02:15 Par exemple, un chien, c'est un ancien loup
02:18 qui, pendant 40 000 ans, a été modelé, façonné.
02:22 Il a été changé.
02:24 On a sélectionné les plus dociles, on les castre pour qu'ils restent enfantins.
02:28 On crée nos meilleurs amis parfaits, on les modèle.
02:32 Et je trouve qu'aussi, on remplace chien par femme.
02:35 Je peux m'y reconnaître aussi.
02:37 J'ai l'impression de me battre contre des modèles
02:39 auxquels on me demande d'appartenir.

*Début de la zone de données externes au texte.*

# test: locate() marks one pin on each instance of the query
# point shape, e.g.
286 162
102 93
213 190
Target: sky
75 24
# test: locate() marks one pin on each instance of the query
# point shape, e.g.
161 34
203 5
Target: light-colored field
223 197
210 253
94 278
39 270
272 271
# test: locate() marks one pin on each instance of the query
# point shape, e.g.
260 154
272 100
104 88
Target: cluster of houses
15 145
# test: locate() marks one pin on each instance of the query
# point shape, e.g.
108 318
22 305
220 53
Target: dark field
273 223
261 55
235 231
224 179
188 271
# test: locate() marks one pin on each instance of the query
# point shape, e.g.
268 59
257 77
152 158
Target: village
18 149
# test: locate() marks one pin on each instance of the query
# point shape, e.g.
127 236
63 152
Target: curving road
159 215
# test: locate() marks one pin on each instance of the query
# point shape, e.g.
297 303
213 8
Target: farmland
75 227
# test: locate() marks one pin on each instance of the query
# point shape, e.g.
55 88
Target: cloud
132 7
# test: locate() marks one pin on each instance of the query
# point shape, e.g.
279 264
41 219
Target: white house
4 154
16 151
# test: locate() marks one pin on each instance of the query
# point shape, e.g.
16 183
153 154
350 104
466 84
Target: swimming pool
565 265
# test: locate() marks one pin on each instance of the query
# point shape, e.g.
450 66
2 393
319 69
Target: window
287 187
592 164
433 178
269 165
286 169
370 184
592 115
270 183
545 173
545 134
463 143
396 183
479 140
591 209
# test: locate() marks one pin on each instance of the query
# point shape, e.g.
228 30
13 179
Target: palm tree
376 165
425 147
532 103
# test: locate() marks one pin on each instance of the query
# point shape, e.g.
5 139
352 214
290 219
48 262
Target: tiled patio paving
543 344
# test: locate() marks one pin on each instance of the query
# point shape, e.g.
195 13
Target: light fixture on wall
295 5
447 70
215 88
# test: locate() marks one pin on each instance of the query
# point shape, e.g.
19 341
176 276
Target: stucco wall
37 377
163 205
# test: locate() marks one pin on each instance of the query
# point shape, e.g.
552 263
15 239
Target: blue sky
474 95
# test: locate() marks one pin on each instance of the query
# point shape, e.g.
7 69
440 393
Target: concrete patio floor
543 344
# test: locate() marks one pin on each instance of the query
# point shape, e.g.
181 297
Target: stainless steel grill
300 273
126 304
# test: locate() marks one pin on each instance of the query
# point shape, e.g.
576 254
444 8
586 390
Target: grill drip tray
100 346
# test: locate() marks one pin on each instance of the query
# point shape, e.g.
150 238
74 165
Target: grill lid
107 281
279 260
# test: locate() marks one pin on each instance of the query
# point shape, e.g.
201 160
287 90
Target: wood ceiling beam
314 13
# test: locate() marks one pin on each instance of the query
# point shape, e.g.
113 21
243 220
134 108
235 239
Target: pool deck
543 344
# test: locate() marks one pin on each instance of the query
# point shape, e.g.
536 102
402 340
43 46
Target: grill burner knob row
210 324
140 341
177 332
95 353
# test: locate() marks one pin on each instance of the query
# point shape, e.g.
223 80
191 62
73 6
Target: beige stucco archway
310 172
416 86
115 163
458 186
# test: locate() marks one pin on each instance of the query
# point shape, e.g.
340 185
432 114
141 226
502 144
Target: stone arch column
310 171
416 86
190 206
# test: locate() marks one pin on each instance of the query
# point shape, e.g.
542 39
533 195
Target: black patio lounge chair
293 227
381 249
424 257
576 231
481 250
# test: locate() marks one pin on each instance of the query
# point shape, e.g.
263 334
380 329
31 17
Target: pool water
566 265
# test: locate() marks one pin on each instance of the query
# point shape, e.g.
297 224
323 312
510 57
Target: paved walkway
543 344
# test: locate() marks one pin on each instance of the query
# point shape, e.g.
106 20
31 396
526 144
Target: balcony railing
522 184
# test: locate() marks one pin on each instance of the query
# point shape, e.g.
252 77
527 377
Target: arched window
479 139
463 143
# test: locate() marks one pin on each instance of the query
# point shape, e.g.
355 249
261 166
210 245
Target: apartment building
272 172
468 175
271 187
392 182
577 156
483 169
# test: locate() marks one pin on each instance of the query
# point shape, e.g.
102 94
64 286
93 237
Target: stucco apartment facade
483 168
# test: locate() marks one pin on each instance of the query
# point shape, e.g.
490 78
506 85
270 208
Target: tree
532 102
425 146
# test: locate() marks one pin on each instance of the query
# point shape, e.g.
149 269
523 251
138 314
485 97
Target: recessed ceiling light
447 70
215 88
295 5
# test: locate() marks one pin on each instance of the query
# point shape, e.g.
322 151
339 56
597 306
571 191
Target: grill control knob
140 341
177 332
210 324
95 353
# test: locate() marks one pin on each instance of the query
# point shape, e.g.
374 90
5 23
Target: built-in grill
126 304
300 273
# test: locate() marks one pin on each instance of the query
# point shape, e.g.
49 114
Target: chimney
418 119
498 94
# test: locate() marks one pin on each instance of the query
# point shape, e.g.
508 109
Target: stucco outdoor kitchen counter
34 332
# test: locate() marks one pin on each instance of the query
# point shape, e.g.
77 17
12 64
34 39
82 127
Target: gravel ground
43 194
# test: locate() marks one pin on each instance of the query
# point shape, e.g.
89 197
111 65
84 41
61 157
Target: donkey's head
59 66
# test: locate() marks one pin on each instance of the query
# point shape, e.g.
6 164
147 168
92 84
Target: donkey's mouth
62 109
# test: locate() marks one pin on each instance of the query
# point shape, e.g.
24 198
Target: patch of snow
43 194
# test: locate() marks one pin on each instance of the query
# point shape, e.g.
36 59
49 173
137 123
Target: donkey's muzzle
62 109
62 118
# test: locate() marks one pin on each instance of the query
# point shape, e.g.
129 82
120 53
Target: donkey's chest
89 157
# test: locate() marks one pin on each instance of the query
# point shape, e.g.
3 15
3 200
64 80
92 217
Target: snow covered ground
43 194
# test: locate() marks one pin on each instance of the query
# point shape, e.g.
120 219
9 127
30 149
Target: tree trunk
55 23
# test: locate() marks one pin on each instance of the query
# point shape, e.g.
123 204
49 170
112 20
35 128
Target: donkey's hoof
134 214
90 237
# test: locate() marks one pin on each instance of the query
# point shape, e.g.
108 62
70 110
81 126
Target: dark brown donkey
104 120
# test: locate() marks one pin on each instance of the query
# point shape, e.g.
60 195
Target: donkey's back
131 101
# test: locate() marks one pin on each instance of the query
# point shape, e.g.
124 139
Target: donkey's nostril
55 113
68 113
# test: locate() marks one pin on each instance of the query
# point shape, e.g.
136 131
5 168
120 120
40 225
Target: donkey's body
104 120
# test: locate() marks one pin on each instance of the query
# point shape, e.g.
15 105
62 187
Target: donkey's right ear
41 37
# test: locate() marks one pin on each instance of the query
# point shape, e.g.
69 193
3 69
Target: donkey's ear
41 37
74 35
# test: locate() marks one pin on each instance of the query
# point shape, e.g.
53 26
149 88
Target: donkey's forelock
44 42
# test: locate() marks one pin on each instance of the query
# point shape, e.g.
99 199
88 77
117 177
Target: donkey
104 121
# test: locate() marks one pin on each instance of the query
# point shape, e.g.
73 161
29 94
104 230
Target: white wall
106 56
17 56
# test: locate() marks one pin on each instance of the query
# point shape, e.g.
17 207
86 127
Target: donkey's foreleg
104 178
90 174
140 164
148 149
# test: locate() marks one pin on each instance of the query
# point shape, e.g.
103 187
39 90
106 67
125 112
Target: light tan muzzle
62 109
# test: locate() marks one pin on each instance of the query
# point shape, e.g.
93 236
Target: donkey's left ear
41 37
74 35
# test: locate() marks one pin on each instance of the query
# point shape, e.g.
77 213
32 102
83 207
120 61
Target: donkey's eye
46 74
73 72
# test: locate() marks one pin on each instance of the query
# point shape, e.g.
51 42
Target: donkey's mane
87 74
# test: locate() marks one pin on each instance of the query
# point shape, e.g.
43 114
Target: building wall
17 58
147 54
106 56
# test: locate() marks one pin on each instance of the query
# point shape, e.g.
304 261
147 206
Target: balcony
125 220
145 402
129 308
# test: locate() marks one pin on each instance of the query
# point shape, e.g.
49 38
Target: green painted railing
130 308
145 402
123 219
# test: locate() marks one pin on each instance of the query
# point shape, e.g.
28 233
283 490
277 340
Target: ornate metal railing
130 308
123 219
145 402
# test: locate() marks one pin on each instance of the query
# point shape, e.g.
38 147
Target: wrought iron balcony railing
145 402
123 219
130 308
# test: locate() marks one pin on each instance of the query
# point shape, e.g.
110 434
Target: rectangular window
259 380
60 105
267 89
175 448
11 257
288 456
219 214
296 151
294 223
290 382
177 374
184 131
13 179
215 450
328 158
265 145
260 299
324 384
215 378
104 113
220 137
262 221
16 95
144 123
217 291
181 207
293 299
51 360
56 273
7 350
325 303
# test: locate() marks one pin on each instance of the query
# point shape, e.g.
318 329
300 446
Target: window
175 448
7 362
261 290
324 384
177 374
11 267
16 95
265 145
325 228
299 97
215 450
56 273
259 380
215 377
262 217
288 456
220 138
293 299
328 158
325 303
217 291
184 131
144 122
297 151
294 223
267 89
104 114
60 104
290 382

02:40 Et j'ai l'impression qu'on est beaucoup qui sont dans cette optique-là
02:42 et qui cherchent à s'en libérer.
02:43 En tant qu'actrice, en plus, je commence à un peu prendre de l'âge.
02:46 Ce n'est pas facile par rapport au visage, à l'image.
02:49 En tant qu'actrice, pour me libérer de la peur,
02:51 du regard des gens sur ma beauté ou pas beauté,
02:55 c'est tout un travail que je n'ai pas réglé.
02:58 - C'est en cours ? - Je ne sais pas si c'est réglable.
03:00 - À cause de... - De ce qu'on demande aux actrices,
03:02 encore actuellement, il faudrait que...
03:04 Là encore, on voit arriver des corps différents,
03:07 ce qui n'était pas le cas il y a 10 ans quand même.
03:08 Donc déjà, c'est bien. Après, sur l'âge,
03:10 sur le fait de garder son visage qui vieillit et de ne pas le changer,
03:15 il y a beaucoup, beaucoup de travail à faire, je crois.